For a while Jenny looked at the trampled snow between them, then at the geese. “I thought if you loved someone you were supposed to, like, forgive them. I thought that was what love was supposed to be all about.”
Cork shook his head. “Easy to say, harder to do.”
“So . . . what are you going to do?” Jenny asked quietly.
Cork risked moving to her. “I’d like to get your mother to talk with me. Tom Griffin—Father Tom—has offered to counsel us. I’m not saying we’ll succeed, but I’d like to give it a try. What do you think?”
She looked past him where the ice edged the open water and the signs warned of danger and the safety stations offered the help of ropes and life rings and sturdy sleds. What could he offer her that was as substantial?
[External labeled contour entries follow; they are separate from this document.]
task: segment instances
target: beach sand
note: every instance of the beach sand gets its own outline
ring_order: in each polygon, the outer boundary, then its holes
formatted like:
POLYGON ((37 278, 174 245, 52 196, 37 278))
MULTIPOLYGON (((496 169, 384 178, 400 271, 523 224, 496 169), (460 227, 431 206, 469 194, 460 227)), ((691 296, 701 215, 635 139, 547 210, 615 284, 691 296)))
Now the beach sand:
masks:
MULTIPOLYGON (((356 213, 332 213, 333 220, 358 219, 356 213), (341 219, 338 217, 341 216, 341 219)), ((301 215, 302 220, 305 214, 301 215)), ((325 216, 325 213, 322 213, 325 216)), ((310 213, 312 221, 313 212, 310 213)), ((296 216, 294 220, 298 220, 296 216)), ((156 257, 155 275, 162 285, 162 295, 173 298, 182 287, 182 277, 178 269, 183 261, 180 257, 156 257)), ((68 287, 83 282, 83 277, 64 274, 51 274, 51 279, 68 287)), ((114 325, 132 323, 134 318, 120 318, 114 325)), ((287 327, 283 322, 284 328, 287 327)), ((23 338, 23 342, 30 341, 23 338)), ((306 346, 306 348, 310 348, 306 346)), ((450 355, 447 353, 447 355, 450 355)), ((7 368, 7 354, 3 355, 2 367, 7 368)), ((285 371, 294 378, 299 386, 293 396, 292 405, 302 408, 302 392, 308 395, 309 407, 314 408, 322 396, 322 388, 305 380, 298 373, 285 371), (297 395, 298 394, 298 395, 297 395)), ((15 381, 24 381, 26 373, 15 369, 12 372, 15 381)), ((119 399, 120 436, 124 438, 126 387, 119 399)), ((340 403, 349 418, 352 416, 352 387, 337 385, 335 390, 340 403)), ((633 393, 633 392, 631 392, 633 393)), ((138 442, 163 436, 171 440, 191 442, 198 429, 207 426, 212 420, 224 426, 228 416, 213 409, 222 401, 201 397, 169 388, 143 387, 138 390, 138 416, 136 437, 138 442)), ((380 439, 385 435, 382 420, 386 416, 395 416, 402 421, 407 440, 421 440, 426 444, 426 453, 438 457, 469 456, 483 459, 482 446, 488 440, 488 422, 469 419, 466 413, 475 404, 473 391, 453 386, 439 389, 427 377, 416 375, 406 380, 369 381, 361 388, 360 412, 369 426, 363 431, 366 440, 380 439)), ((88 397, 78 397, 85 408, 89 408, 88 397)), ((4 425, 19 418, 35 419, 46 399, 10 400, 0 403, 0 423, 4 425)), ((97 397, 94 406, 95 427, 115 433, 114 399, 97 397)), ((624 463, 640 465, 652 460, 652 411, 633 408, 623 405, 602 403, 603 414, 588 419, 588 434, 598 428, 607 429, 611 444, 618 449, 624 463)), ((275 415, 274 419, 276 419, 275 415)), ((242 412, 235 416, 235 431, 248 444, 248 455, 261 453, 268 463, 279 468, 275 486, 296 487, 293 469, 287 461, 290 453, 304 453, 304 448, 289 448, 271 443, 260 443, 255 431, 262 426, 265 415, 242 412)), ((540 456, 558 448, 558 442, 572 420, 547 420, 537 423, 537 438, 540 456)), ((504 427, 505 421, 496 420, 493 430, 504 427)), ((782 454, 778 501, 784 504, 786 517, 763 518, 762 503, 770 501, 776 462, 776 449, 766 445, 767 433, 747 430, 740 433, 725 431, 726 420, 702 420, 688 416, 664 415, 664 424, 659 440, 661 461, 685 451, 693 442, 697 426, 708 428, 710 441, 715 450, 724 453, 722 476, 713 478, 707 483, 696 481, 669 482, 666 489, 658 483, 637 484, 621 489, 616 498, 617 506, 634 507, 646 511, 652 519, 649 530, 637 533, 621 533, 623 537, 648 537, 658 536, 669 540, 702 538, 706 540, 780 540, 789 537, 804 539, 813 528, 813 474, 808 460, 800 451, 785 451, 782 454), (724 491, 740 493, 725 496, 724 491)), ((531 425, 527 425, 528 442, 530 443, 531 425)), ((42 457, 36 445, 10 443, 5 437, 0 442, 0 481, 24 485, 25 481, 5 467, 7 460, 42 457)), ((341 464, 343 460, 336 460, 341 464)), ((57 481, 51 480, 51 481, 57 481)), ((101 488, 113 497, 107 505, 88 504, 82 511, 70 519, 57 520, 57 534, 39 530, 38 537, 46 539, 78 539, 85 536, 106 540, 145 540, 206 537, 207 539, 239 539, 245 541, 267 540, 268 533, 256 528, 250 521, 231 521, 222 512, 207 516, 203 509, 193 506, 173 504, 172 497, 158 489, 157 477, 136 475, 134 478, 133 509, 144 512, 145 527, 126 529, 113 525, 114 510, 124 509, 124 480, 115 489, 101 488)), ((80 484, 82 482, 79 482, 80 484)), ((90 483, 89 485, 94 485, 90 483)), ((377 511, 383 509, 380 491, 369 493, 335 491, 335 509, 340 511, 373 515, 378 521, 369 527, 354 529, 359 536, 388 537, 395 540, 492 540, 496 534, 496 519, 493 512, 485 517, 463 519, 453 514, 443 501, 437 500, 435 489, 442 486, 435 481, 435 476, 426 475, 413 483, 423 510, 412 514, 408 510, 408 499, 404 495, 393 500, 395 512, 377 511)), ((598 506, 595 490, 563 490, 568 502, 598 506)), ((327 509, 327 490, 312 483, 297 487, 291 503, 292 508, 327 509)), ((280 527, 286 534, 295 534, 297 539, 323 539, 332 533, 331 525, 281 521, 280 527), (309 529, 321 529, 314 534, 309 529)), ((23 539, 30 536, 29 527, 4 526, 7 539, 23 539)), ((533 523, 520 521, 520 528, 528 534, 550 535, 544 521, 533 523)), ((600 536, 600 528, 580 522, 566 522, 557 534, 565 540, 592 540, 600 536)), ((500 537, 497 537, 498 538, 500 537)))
“I think I’d like to go now,” she said.
They walked back toward the Bronco. Cork saw sunlight glint off a tiny thread of a tear down her cheek. He wanted to reach out, to hold her as he had when she was small and the simplicity of
Sesame Street
had been her world. But he was afraid now. They walked without speaking, and they walked apart.
“Wait here,” he told her at the Bronco. “I’ll be right back.”
He took the bucket back into the Quonset hut. The place was still a mess, but it appeared as if nothing more had been disturbed in his absence. The cardboard was still in place on the kitchen window. The furnace hadn’t miraculously repaired itself.
“What happened?”
Jenny stood at the door looking shocked.
“Someone broke in,” Cork said.
Jenny took a couple of tentative steps inside. Stevie and Anne had visited Cork there before, but Jenny always found an excuse not to come. This was her first time inside Sam’s Place.
“A burglar?” she asked.
“Nothing was taken.”
“Why’d they break in?”
“I think they were looking for something they didn’t find.”
Jenny knelt and picked up a cushion from the floor. “What?”
“If I knew that, I might have a better idea who broke in.”
She hugged the pillow to her as she took in the spectacle of the disarray. “It’s scary.”
“It is a little.”
She looked at him suddenly. “What if you’d been here?”
“Maybe they wouldn’t have broken in.”
“Or maybe they would have hurt you.”
Remembering the warning the intruders had painfully delivered, Cork didn’t want to say anything more. There was no way Jenny—or any of his family—was going to be involved. “Come on,” Cork said brusquely. “Let’s go.”
The wind rose outside, a sudden body of air that passed over the lake and into the small woods where the old foundry stood. The snow rose and swirled as it passed, as if alive. Cork froze when he heard the voice in the wind.
“Dad, are you okay?” Jenny asked.
He stared at her, wondering if she’d heard. But he could see she hadn’t.
“Let’s go,” he said again, trying not to show how afraid he was. But Jenny looked at him and he saw that she knew.
“What is it?” she asked, frightened.
“Nothing. It’s nothing, Jen.” He put his arm around her and led her out into the sunlight, into the winter air that had become still again. He looked toward the trees and, as he’d expected, saw nothing unusual there.
As they drove away, Cork said, “Jenny, promise me something.”